More adventures in self-hosting the fediverse
from ragingHungryPanda@piefed.keyboardvagabond.com to selfhosted@lemmy.world on 06 Aug 13:41
https://piefed.keyboardvagabond.com/post/24434

Usually I post updates like these on my gotosocial account, but my computer/server is at my parents house and their modem has been having a moment for the past day and a half and they’re not the best sys-admins. I have more posts and updates that would normally be found on mastodon, but again - parents modem haha.

Anyway, for background I’ve been renting a couple of VPS servers out of the Netherlands and I’m running Talos OS and kubernetes. I’m in the works of standing up some digital-nomad / backpacker oriented instances called “keyboardvagabond.com” and eventually I’ll get a landing page, etc. There’s still more work to do before going live even though the services are running.

The lates bit of work came after a meetup at my job where no one came for official discussion, so we talked about self-hosting. I was strongly encouraged to get off of using external-dns and dns routing to use Cloudflare’s tunnels instead. I had avoided them because I felt a bit intimidated. I got the first test pod running in like 15 minutes and then began migrating all of the application endpoints. I still need to seal off the k8s and talos ports, for which I might use warp.

The adventure part came to me realizing that I wasn’t pulling in images on the piefed instance, so I figured that something was wrong. I checked k9s and there was about 50 cron jobs the send queue all in ImgePullBackoff. When I migrated harbor registry, I just went to the landing page, but didn’t sign in. It took a bit of figuring things out, but I had to switch the backend in nginx to use https, port 443, and tls no verify, then change cloudflare to use HTTPS with a different host name than a host name for a specific pod (the new one is harbor-registry.harbor-registry.svc.cluster.local:443).

Anyway, it’s all working now and the jobs slowly cleaned up, but it’s fun seeing that the latest jobs can’t be made due to “not enough memory” (crying with sunglasses emoji here). The piefed-worker pod is screaming along at its maximum of 1cpu core and 60% maximum memory, so it’s all looking good.

Edit

Event MORE fun in self hosting. The ISP blocked my ports! Thankfully I was talking with my manager about cloudflare tunneling. I just moved my domain names over to cloudflared and everything is back up again. Took about an hour or so to migrate everything.

#cloudflare #fediverse #harbor-registry #keyboardvagabond #kubernetes #selfhost #selfhosted

threaded - newest

poVoq@slrpnk.net on 06 Aug 13:47 next collapse

Selfhosting and using the centralized MitM service from Cloudflare seems directly contradictory to me 🤷

non_burglar@lemmy.world on 06 Aug 14:43 next collapse

You’re free to have that opinion, and I share it personally.

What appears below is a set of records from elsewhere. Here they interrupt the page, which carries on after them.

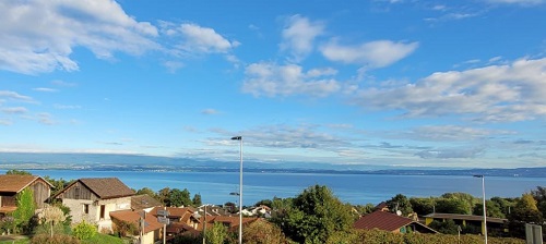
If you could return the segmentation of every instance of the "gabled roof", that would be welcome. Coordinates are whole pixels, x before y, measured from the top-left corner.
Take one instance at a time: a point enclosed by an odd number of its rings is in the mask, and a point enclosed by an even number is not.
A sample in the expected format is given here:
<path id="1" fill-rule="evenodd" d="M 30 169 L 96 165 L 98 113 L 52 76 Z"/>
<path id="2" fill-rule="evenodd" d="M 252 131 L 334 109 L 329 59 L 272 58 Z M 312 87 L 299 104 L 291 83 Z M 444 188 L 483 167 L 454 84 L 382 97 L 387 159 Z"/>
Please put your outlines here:
<path id="1" fill-rule="evenodd" d="M 79 181 L 100 197 L 100 199 L 134 195 L 134 191 L 117 178 L 83 178 Z"/>
<path id="2" fill-rule="evenodd" d="M 163 204 L 147 194 L 131 197 L 131 209 L 142 210 L 145 208 L 159 207 Z"/>
<path id="3" fill-rule="evenodd" d="M 163 228 L 163 223 L 157 222 L 157 217 L 155 217 L 153 215 L 146 215 L 143 212 L 141 212 L 141 213 L 145 216 L 145 218 L 144 218 L 144 233 L 149 233 L 151 231 L 155 231 L 155 230 Z M 141 213 L 139 213 L 136 211 L 131 211 L 131 210 L 119 210 L 119 211 L 110 211 L 110 217 L 112 219 L 134 223 L 134 224 L 136 224 L 136 227 L 139 227 Z"/>
<path id="4" fill-rule="evenodd" d="M 37 180 L 44 181 L 49 187 L 54 186 L 37 175 L 0 174 L 0 193 L 19 193 Z"/>
<path id="5" fill-rule="evenodd" d="M 354 223 L 355 229 L 379 229 L 384 231 L 395 231 L 414 222 L 410 218 L 396 216 L 387 211 L 375 211 L 358 219 Z"/>
<path id="6" fill-rule="evenodd" d="M 426 215 L 424 217 L 425 218 L 432 218 L 432 219 L 456 219 L 456 220 L 470 220 L 470 221 L 483 221 L 484 220 L 483 216 L 439 213 L 439 212 Z M 491 223 L 503 223 L 506 221 L 508 221 L 508 219 L 487 217 L 487 222 L 491 222 Z"/>
<path id="7" fill-rule="evenodd" d="M 123 182 L 117 178 L 82 178 L 72 182 L 70 185 L 52 196 L 52 198 L 57 198 L 78 182 L 82 183 L 100 199 L 111 199 L 134 195 L 134 191 L 129 188 L 129 186 L 123 184 Z"/>

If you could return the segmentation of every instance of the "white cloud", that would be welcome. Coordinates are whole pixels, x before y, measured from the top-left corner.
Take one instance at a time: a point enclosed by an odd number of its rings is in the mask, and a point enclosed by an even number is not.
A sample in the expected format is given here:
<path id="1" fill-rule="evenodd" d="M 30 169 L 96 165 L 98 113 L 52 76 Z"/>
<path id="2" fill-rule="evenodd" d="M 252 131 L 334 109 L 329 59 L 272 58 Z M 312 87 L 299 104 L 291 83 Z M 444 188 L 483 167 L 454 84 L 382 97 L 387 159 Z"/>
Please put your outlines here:
<path id="1" fill-rule="evenodd" d="M 56 109 L 81 109 L 82 107 L 78 106 L 78 105 L 58 105 L 58 103 L 55 103 L 54 108 L 56 108 Z"/>
<path id="2" fill-rule="evenodd" d="M 218 111 L 215 109 L 204 109 L 203 111 L 201 111 L 201 113 L 212 115 L 212 114 L 217 114 Z"/>
<path id="3" fill-rule="evenodd" d="M 0 125 L 11 125 L 13 122 L 7 119 L 0 119 Z"/>
<path id="4" fill-rule="evenodd" d="M 358 93 L 364 107 L 405 111 L 407 117 L 463 114 L 480 121 L 523 121 L 546 115 L 546 58 L 507 65 L 438 72 L 415 84 Z"/>
<path id="5" fill-rule="evenodd" d="M 296 64 L 252 63 L 246 68 L 242 91 L 253 96 L 309 95 L 323 97 L 341 89 L 341 84 L 331 77 L 332 69 L 311 70 L 308 73 Z"/>
<path id="6" fill-rule="evenodd" d="M 314 38 L 323 32 L 322 23 L 312 23 L 307 17 L 293 15 L 286 20 L 281 49 L 289 51 L 294 61 L 299 62 L 312 51 Z"/>
<path id="7" fill-rule="evenodd" d="M 369 68 L 383 68 L 407 57 L 418 46 L 418 42 L 405 44 L 391 40 L 342 46 L 334 39 L 323 45 L 321 51 L 331 61 L 360 64 Z"/>
<path id="8" fill-rule="evenodd" d="M 14 101 L 34 102 L 34 99 L 32 97 L 24 96 L 11 90 L 0 90 L 0 98 Z"/>
<path id="9" fill-rule="evenodd" d="M 439 148 L 423 150 L 417 154 L 424 159 L 456 159 L 456 158 L 476 158 L 485 152 L 484 147 L 467 147 L 467 148 Z"/>
<path id="10" fill-rule="evenodd" d="M 227 53 L 240 45 L 235 40 L 229 41 L 213 28 L 197 24 L 175 25 L 162 22 L 162 32 L 171 37 L 181 36 L 182 40 L 177 40 L 179 42 L 176 44 L 176 49 L 182 54 Z"/>
<path id="11" fill-rule="evenodd" d="M 12 107 L 12 108 L 2 108 L 2 112 L 10 114 L 21 114 L 26 113 L 28 110 L 24 107 Z"/>
<path id="12" fill-rule="evenodd" d="M 519 4 L 519 5 L 538 5 L 545 3 L 544 0 L 486 0 L 490 3 Z"/>
<path id="13" fill-rule="evenodd" d="M 157 29 L 112 0 L 2 1 L 0 33 L 0 69 L 26 74 L 79 70 L 74 47 L 106 59 L 157 48 L 151 39 Z"/>
<path id="14" fill-rule="evenodd" d="M 36 90 L 36 91 L 43 91 L 43 93 L 55 93 L 55 91 L 57 91 L 57 89 L 47 88 L 47 87 L 38 87 L 38 88 L 34 88 L 34 90 Z"/>
<path id="15" fill-rule="evenodd" d="M 426 125 L 400 132 L 404 138 L 431 142 L 468 142 L 486 139 L 494 134 L 510 134 L 510 132 L 458 125 Z"/>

However, self-hosting doesn’t have to be all-or-nothing, and some ppl have requirements that make cloudflare a sensible option.

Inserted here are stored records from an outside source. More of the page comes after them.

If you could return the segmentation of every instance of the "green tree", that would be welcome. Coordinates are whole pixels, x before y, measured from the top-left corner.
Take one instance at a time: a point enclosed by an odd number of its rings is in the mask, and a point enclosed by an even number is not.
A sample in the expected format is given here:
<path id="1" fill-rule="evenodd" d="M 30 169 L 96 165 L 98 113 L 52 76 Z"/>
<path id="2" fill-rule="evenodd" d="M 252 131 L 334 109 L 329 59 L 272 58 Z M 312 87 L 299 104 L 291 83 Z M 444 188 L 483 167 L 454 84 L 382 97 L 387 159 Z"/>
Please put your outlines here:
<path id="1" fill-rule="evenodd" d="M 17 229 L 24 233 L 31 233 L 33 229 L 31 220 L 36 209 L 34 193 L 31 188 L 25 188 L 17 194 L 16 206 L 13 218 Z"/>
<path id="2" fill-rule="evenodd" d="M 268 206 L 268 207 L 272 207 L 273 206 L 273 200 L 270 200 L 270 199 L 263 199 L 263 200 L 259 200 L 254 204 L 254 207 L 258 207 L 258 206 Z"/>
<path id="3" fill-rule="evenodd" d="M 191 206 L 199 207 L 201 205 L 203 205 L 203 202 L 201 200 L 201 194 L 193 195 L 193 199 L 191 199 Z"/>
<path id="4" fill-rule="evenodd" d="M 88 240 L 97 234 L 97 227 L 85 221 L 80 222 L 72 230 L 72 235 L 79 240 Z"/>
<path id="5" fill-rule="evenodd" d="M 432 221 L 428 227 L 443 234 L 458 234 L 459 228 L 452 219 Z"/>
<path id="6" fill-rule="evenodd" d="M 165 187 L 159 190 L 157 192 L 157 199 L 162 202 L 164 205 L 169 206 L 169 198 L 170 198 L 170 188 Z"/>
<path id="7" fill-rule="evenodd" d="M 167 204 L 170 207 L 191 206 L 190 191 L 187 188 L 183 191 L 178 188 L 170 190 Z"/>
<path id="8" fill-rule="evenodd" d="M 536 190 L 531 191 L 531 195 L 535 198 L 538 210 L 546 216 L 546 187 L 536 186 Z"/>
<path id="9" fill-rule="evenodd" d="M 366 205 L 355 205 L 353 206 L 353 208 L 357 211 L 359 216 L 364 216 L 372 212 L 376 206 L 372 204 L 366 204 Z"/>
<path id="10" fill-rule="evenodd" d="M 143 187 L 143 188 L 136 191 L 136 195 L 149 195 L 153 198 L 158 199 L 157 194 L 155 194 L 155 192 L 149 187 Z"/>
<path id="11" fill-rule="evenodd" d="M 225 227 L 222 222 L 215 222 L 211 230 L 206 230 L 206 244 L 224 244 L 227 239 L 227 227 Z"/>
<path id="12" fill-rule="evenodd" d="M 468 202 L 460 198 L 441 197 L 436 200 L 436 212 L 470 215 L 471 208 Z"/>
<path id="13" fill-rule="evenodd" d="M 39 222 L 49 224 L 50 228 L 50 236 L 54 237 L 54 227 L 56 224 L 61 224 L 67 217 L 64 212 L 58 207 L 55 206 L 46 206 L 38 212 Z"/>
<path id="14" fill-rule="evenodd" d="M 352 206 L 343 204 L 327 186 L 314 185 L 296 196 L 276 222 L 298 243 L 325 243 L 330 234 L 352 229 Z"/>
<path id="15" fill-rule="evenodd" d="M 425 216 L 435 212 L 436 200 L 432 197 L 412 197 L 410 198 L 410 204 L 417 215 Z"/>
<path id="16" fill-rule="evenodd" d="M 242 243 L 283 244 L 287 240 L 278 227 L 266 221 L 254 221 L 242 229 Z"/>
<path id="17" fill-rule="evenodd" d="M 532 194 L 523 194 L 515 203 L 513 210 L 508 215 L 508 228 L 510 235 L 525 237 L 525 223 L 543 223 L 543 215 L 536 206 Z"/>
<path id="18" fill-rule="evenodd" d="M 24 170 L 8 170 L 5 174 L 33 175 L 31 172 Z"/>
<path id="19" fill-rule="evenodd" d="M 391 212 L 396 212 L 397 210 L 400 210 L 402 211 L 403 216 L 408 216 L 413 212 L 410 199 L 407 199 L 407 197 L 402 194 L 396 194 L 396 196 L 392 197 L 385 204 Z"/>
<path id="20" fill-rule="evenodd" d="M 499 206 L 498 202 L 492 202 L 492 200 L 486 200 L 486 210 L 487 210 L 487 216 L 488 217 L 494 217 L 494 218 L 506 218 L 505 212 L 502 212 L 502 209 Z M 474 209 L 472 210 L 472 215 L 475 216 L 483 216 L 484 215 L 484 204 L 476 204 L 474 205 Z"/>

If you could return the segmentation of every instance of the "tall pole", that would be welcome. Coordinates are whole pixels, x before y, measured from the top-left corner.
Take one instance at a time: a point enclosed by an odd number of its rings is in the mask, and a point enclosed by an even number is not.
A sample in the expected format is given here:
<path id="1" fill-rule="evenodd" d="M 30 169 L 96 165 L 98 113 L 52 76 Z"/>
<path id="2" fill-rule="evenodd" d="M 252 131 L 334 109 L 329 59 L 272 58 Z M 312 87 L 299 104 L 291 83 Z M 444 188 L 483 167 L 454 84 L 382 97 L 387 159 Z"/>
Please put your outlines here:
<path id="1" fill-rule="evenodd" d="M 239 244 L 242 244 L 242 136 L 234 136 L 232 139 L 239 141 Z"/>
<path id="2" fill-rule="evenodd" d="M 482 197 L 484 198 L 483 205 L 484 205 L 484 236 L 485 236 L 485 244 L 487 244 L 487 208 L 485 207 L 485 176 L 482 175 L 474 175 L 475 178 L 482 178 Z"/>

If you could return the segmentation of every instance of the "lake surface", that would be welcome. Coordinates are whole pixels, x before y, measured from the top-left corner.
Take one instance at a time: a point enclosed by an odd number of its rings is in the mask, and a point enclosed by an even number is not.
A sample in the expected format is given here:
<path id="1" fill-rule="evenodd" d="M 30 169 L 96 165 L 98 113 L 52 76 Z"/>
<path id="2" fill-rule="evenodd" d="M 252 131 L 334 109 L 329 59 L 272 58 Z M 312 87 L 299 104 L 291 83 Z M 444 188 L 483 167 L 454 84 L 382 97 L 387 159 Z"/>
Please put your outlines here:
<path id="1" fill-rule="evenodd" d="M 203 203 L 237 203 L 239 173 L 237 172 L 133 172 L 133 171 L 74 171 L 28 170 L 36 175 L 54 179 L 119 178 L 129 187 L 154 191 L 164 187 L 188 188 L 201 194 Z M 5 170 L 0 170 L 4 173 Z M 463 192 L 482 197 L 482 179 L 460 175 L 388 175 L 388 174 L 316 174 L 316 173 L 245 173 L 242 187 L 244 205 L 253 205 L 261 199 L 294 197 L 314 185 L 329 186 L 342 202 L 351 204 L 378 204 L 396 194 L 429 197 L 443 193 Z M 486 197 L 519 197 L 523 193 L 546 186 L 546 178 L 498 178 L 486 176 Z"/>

ragingHungryPanda@piefed.keyboardvagabond.com on 06 Aug 16:31 collapse

the ISP blocked my ports and cloudflare got me around it. I'll accept the compromise ;)

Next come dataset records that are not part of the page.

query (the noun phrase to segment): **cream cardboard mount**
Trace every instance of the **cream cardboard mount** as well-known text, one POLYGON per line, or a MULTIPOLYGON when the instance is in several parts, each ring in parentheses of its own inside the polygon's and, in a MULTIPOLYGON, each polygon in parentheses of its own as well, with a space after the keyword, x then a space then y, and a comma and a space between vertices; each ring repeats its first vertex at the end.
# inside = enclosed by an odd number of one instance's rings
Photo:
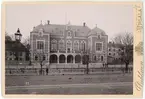
MULTIPOLYGON (((142 8, 143 4, 142 2, 3 2, 2 4, 2 92, 3 92, 3 96, 4 97, 49 97, 49 98, 65 98, 65 97, 71 97, 71 98, 76 98, 76 97, 80 97, 80 98, 111 98, 111 97, 115 97, 115 98, 142 98, 143 97, 143 8, 142 8), (39 90, 43 90, 43 88, 45 87, 45 85, 42 86, 35 86, 35 85, 31 85, 31 82, 26 81, 25 86, 22 85, 15 85, 15 86, 9 86, 6 84, 6 80, 10 79, 10 77, 7 78, 8 75, 6 75, 6 60, 5 60, 5 31, 7 29, 7 7, 10 5, 16 6, 16 5, 96 5, 96 6, 100 6, 100 5, 124 5, 124 6, 128 6, 128 5, 132 5, 132 11, 133 11, 133 27, 134 27, 134 32, 133 32, 133 93, 132 94, 79 94, 79 95, 75 95, 72 94, 67 95, 64 93, 64 95, 59 95, 59 94, 38 94, 38 92, 36 92, 36 89, 38 88, 39 90), (6 80, 5 80, 6 79, 6 80), (33 87, 33 88, 32 88, 33 87), (42 88, 43 87, 43 88, 42 88), (17 88, 19 89, 25 89, 24 91, 27 91, 29 93, 30 90, 34 90, 34 92, 32 92, 31 94, 27 93, 26 94, 7 94, 7 91, 9 90, 16 90, 17 88), (31 89, 32 88, 32 89, 31 89)), ((53 9, 52 9, 53 10, 53 9)), ((19 14, 19 13, 18 13, 19 14)), ((56 16, 56 18, 58 18, 58 16, 56 16)), ((9 75, 12 78, 14 77, 14 75, 9 75)), ((18 75, 17 75, 18 76, 18 75)), ((17 77, 15 76, 15 77, 17 77)), ((63 75, 64 76, 64 75, 63 75)), ((15 78, 14 77, 14 78, 15 78)), ((43 77, 43 76, 37 76, 37 77, 43 77)), ((46 77, 46 76, 44 76, 46 77)), ((51 76, 52 77, 52 76, 51 76)), ((61 77, 61 76, 60 76, 61 77)), ((94 76, 93 76, 94 77, 94 76)), ((29 76, 26 76, 26 78, 29 78, 29 76)), ((55 76, 54 76, 55 78, 55 76)), ((42 79, 42 78, 41 78, 42 79)), ((62 78, 63 79, 63 78, 62 78)), ((69 80, 72 80, 73 77, 69 80)), ((90 79, 91 80, 91 79, 90 79)), ((120 82, 121 85, 121 82, 120 82)), ((50 85, 48 85, 50 86, 50 85)), ((60 85, 53 85, 50 88, 55 88, 55 87, 59 87, 61 90, 65 87, 67 87, 67 85, 64 85, 63 87, 60 85)), ((70 85, 71 88, 72 86, 75 86, 73 84, 70 85)), ((81 84, 79 85, 79 88, 84 88, 80 87, 81 84)), ((87 85, 86 85, 87 86, 87 85)), ((93 84, 90 85, 90 87, 92 88, 93 84)), ((97 86, 97 85, 96 85, 97 86)), ((105 84, 103 85, 99 85, 99 86, 105 86, 105 84)), ((103 88, 103 87, 102 87, 103 88)), ((103 89, 100 90, 103 90, 103 89)), ((108 89, 111 87, 108 87, 108 89)), ((88 88, 89 89, 89 88, 88 88)), ((45 90, 45 88, 44 88, 45 90)), ((116 89, 117 90, 117 89, 116 89)), ((63 90, 62 90, 63 91, 63 90)), ((19 92, 18 92, 19 93, 19 92)))

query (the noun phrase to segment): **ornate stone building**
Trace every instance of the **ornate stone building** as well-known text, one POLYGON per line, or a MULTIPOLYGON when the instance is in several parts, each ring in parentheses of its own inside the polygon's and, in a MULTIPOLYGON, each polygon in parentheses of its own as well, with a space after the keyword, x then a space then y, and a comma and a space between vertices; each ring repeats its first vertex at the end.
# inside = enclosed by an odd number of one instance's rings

poVoq@slrpnk.net on 06 Aug 16:43 next collapse

There are other options to achive the same goal 🤷

rtxn@lemmy.world on 06 Aug 21:52 collapse

Please share those options, don’t keep them secret.

poVoq@slrpnk.net on 06 Aug 22:38 next collapse

Rent a cheap VPS and run Wireguard on it.

lepire@lemmy.world on 06 Aug 23:03 collapse

Pangolin also potentially relevant

possiblylinux127@lemmy.zip on 06 Aug 22:15 collapse

Just use a VPN tunnel

It actually isn’t bad to setup

possiblylinux127@lemmy.zip on 06 Aug 22:15 collapse

Please don’t expose things to the internet

3dcadmin@lemmy.relayeasy.com on 07 Aug 12:21 collapse

Using Cloudflare so they aren’t

possiblylinux127@lemmy.zip on 07 Aug 14:48 collapse

They are though

Putting Cloudflare in between can help but it is certainly not a silver bullet. You are still putting it on the public internet. (Unless Cloudflare has some sort of authentication that I’m unaware of)

3dcadmin@lemmy.relayeasy.com on 07 Aug 16:22 collapse

Cloudflare tunnels so yes it does, as long as you do it right.